The sentimental look Lorina gave to the wooden woman was clear. It was not weakness. It was loyalty given daily until it had become a manner of standing.
“Mother I suppose,” Ludwig said as he approached the statue. He stopped at a respectful distance where the roots thickened into the dais, close enough to see the fine dust that settled along the carved collarbone, far enough that his breath would not stir it.
“Yes, Lorina replied. And the tree of Life is my father. But as you can see, they’re both dying.” She said. The truth sat in the room like a weight. The pulsing in the walls seemed to dim and then return, as if the tree had overheard and refused to be impolite by contradicting her.
Ludwig nodded as he noted everything down. “A binding of both soul and body. The Queen is giving up her longevity for the tree of life.” The shape of the magic was visible to him now, threads laid between heartwood and heart, a net woven in haste and with brilliance, strong enough to hold, not strong enough to heal.
Lorina approached the statue and wiped some specs of dust from her mother’s face. The gesture was tender and practical, a daughter’s ritual against the indignities of stillness. The dust clung to her fingertip like reluctance.
“Father refused, but mother insisted, without the Tree of Life, there will be no elves. This is a temporary solution that the Witch of the Mare came up with to stop the spread of that disease the Envious Death had placed upon them both.” She turned to Ludwig. The name of the witch was spoken without fear, with respect that had endured beyond outcomes. It put an old friendship in the air, one that had cost dearly and still was named with warmth.
“How would killing the Envious Death remove this disease?” Ludwig asked. He let the harshness of the premise stand naked between them. Hope that has to step over clarity to reach its place is a hope that falls later.
“It’s her weapon. The Envious Death’s weapon has the ability to cause plagues and illnesses and it can also remove them. As long as it is in her hands, all those she infected will suffer eternally.” Her voice did not rise. The enormity of it was carried in the evenness, the way one states a law of the world that has already proved itself on bodies.

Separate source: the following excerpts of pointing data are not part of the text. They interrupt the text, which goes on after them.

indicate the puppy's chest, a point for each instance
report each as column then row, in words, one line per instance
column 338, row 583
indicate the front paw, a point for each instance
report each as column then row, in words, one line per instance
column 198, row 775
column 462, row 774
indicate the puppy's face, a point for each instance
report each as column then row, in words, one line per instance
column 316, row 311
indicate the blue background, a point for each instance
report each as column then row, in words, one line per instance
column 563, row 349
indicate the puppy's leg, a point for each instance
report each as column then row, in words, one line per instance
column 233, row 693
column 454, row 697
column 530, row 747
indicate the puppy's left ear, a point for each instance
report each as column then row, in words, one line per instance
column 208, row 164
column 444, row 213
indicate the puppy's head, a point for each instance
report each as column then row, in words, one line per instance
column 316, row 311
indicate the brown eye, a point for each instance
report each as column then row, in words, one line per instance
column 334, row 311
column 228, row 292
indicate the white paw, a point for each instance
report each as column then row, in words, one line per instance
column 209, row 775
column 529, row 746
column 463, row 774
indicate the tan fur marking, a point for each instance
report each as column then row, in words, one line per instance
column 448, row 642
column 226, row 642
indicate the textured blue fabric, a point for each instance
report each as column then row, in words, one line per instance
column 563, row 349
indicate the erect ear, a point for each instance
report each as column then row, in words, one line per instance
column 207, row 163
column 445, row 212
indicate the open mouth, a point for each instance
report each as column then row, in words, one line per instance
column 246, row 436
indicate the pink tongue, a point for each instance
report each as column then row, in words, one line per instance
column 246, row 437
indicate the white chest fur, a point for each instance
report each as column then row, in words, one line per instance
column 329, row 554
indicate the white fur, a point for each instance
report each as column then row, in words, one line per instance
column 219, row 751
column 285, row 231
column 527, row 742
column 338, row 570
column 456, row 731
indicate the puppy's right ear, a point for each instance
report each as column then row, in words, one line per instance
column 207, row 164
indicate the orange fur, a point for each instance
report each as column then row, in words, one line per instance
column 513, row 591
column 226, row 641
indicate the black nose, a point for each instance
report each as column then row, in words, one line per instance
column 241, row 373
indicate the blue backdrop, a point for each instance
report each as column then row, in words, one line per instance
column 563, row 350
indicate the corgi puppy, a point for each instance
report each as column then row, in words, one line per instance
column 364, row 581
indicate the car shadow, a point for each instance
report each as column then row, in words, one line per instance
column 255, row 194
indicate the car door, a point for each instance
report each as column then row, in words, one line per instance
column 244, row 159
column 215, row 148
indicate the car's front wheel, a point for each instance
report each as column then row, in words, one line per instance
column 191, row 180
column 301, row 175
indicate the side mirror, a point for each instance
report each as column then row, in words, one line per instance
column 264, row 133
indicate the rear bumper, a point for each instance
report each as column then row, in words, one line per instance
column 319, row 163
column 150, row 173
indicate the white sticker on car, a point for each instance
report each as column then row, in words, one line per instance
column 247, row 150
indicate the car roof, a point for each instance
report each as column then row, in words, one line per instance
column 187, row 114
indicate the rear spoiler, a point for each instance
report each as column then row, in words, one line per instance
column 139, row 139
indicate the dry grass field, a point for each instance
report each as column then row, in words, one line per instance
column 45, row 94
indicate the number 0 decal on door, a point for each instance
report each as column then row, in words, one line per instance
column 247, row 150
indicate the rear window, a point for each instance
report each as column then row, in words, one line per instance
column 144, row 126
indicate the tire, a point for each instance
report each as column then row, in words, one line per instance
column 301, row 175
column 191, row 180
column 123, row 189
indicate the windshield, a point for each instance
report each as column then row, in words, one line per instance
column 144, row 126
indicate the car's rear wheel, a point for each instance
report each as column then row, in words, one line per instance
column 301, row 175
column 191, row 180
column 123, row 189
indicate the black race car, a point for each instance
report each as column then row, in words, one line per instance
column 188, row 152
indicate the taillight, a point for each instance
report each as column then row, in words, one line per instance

“Sounds simple enough, how come you guys didn’t try and fight?” Ludwig said. The dryness in the words was not mockery. It was the way soldiers speak of impossible roads to keep from cursing them.
“We can’t stay away from the tree of life more than a few days. My time back at Mira was already stretched thin, and just going to the kingdom of the sands and back would take weeks. Not to mention fighting in foreign territory. We’ll die before we even reach their gates…and the humans…” She did not spit the last word, yet it did not enter the room clean. The distance between peoples lay in it like grit.
“You can’t ask them for help due to all your past history…” He remembered the guards’ hands at the leaf, the careful gap left between bodies and blades. The war lived on in small muscles.
“It was all her ploy, to cause strife between us and the humans, label us as traitors, isolate us, then drive the final nail in the coffin, by poisoning my parents.” The strategy was neat enough to admire if one could step outside its cost. Her jaw tightened on the last words, and then loosened by force, as if she refused to give the enemy the courtesy of worsened posture.
Ludwig thought for a second, “I see. I can’t promise you that I’ll be able to win, but our goals align, after all, it’s my mission to take down everyone of the Usurpers.” He let the vow stand without ornament. The room felt it. Even the slow glow in the roots seemed to answer, faintly brighter and then calm again.
“I knew you’d help us. In that case how about I help you instead,” she said. There was relief in it, yes, but also intent, a plan that had been waiting for a door to open.
“How so?” His hands stayed loose at his sides.
“Well, follow me then.” She turned toward another seam in the bark that had not been there a heartbeat ago. The air before it cooled, and the scent of wet earth deepened, as if whatever waited beyond had pulled the forest closer in preparation.